12c Indexing Extended Data Types Part I (A Big Hurt)

12c Indexing Extended Data Types Part I (A Big Hurt) September 12, 2013

Posted by Richard Foote in 12c, Extended Data Types, Function Based Indexes, Oracle Indexes, Unique Indexes.
trackback

The maximum size for VARCHAR2, NVARCHAR and RAW columns has been extended to 32767 bytes with the Oracle 12c Database. However, indexing such columns with standard indexes comes with some challenges.

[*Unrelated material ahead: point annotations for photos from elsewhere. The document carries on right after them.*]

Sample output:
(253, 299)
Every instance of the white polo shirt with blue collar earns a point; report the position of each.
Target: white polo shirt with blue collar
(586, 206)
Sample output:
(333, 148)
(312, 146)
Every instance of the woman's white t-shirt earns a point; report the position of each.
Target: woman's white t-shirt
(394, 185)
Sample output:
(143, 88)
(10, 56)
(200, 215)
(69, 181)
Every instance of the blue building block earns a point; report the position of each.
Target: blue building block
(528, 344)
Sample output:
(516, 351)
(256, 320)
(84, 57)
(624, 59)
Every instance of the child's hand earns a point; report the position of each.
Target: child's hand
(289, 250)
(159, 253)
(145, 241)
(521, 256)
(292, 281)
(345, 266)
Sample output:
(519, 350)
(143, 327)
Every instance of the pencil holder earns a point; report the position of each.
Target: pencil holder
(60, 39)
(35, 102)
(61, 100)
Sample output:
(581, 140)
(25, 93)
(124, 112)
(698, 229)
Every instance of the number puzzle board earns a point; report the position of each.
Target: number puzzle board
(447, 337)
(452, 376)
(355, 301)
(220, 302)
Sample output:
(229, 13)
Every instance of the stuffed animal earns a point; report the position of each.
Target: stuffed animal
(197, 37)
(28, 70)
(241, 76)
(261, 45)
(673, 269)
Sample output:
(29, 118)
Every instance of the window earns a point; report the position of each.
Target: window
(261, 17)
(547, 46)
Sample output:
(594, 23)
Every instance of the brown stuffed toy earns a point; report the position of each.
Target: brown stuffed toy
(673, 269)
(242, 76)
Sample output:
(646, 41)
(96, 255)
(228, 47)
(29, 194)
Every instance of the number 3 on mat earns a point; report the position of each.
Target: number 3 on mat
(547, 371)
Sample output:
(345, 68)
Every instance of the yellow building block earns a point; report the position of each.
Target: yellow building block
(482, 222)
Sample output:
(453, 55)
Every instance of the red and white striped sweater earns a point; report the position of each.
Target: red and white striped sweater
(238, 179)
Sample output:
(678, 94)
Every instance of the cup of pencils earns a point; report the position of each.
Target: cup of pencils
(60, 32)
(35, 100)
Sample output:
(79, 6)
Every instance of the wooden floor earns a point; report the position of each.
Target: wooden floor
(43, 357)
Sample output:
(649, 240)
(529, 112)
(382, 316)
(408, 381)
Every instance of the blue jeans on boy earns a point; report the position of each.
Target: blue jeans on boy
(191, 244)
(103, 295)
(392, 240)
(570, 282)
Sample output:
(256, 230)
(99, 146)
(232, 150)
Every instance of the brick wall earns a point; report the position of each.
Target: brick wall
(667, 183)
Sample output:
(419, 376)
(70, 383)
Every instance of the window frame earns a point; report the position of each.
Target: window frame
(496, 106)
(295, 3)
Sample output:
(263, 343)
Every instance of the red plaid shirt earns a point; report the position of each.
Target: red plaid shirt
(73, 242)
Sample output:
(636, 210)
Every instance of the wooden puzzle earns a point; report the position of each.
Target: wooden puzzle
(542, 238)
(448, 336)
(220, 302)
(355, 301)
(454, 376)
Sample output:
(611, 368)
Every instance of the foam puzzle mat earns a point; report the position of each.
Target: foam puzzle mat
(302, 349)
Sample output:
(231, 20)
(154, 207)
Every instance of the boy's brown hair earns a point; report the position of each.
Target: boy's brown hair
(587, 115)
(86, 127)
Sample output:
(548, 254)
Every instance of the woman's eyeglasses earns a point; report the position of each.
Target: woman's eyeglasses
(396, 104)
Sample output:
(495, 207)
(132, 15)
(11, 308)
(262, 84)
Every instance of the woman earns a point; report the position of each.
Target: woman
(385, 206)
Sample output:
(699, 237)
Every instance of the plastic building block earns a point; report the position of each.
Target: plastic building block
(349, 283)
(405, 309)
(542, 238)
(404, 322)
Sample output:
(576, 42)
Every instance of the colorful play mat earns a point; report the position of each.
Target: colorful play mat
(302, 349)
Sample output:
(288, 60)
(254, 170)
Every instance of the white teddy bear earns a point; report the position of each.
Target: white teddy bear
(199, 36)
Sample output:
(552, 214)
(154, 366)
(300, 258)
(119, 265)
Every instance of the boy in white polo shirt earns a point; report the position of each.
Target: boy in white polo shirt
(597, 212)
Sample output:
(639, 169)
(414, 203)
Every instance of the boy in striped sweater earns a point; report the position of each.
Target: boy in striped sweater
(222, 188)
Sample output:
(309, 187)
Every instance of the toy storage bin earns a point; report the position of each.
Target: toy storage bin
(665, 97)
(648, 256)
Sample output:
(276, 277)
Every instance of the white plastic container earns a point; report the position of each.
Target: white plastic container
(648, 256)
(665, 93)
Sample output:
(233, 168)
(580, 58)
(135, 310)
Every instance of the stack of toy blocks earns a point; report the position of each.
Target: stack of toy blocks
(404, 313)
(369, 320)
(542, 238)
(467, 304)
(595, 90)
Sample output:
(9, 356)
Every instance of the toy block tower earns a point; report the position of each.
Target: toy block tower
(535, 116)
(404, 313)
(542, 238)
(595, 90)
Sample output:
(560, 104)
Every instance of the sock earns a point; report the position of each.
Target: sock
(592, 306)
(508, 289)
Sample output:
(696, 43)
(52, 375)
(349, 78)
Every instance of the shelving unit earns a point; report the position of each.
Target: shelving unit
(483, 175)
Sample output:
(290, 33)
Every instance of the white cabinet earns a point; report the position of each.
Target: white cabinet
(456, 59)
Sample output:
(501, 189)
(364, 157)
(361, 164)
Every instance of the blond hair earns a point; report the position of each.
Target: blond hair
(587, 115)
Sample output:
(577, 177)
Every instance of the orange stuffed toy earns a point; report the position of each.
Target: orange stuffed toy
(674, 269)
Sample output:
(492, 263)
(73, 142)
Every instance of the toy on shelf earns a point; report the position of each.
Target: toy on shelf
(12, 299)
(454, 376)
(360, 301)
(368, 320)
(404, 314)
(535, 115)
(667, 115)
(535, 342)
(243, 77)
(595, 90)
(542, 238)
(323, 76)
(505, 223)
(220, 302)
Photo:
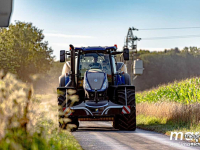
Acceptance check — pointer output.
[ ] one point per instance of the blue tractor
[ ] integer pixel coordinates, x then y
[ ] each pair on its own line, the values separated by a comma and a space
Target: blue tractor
102, 84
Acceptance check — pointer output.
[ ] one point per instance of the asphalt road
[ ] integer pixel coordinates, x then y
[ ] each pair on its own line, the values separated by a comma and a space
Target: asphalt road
96, 135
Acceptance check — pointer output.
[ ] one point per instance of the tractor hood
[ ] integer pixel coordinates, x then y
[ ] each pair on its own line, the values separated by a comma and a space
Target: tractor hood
95, 80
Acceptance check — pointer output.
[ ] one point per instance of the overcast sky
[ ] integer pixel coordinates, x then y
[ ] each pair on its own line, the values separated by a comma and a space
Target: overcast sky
106, 22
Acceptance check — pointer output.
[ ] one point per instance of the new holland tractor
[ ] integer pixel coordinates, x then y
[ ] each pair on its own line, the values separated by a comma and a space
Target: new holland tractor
102, 84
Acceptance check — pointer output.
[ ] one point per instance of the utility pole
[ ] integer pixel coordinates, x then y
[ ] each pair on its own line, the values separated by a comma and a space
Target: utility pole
130, 43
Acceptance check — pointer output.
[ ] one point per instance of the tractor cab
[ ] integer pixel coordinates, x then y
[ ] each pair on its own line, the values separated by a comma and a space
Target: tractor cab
102, 85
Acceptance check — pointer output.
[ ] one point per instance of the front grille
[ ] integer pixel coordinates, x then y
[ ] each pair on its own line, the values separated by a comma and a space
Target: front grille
95, 79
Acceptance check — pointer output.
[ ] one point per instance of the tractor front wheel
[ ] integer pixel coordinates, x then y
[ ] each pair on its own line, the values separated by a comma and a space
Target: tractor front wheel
126, 121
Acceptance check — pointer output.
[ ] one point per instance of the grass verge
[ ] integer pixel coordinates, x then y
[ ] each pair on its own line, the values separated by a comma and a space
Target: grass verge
30, 121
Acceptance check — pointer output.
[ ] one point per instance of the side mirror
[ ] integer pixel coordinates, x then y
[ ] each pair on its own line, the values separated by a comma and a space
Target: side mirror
119, 65
138, 67
126, 54
62, 56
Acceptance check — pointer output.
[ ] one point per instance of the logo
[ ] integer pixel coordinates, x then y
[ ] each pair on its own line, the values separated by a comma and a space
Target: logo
189, 136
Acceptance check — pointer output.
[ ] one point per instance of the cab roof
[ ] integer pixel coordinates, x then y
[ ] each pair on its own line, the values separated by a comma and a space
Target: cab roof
96, 48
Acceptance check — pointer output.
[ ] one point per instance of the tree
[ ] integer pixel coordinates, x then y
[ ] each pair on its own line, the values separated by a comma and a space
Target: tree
23, 51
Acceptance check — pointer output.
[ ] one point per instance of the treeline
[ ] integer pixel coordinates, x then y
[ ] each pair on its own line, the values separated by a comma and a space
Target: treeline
23, 51
167, 66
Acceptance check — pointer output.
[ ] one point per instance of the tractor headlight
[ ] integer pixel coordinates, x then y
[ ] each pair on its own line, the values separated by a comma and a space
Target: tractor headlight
105, 85
86, 85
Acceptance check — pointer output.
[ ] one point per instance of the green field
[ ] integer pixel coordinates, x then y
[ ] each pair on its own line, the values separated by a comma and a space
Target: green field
186, 92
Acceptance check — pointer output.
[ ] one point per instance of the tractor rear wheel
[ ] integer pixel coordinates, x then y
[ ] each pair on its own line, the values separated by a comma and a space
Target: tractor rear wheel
126, 121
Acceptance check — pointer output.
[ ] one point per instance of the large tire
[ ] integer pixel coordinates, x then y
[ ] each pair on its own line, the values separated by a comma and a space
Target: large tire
126, 121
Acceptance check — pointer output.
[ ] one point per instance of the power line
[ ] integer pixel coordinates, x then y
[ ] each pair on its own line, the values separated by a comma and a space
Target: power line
171, 28
170, 37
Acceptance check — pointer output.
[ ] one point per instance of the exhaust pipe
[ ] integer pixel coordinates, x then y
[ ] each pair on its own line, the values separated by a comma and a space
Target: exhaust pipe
73, 83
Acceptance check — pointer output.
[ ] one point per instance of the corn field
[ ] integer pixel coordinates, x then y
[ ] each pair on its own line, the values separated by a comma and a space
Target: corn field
185, 92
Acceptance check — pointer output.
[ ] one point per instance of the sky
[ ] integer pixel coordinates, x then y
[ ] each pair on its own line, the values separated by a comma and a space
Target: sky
106, 22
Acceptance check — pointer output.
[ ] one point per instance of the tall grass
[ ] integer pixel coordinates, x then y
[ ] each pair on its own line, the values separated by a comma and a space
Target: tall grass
186, 92
28, 121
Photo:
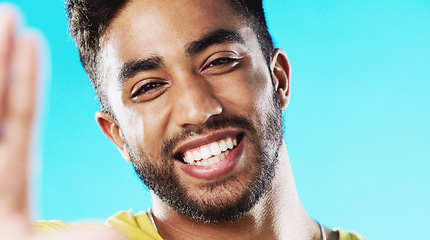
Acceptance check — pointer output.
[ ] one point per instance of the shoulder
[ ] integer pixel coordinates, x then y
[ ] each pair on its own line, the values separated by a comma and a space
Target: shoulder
348, 235
131, 226
137, 226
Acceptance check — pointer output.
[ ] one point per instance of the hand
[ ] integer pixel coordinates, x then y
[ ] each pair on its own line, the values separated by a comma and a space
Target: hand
18, 83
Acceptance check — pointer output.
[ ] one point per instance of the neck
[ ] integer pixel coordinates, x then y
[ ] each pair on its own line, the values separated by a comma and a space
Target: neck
278, 215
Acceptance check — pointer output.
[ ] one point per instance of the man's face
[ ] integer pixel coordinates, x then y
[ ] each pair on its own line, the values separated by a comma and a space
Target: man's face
194, 100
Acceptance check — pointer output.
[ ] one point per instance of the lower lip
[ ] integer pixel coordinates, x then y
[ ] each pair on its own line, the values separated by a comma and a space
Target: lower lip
215, 170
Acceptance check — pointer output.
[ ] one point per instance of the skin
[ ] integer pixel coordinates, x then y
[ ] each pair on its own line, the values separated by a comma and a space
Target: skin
19, 67
189, 93
278, 216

These extended data types are not enabled by default within the database but can easily be done so by following these steps:

Restart the database in UPGRADE mode
Change the setting of MAX_STRING_SIZE to EXTENDED
Run the rdbms/admin/utl32k.sql script as sysdba
Restart the database

We can now create a table with a larger than 4000 byte VARCHAR2 column (Note such larger column values are actually stored out of line from the rest of the table, I might discuss this in another post) :

SQL> create table bowie (id number, text varchar2(32000));
Table created.

However, if we try now to create an index on such a column:

SQL> create index bowie_text_i on bowie(text);
create index bowie_text_i on bowie(text)
 *
ERROR at line 1:
ORA-01450: maximum key length (6398) exceeded

We find Oracle complains that the possible index length is going to be too large for my (8K) block sized index. So, is it possible to index such extended columns ?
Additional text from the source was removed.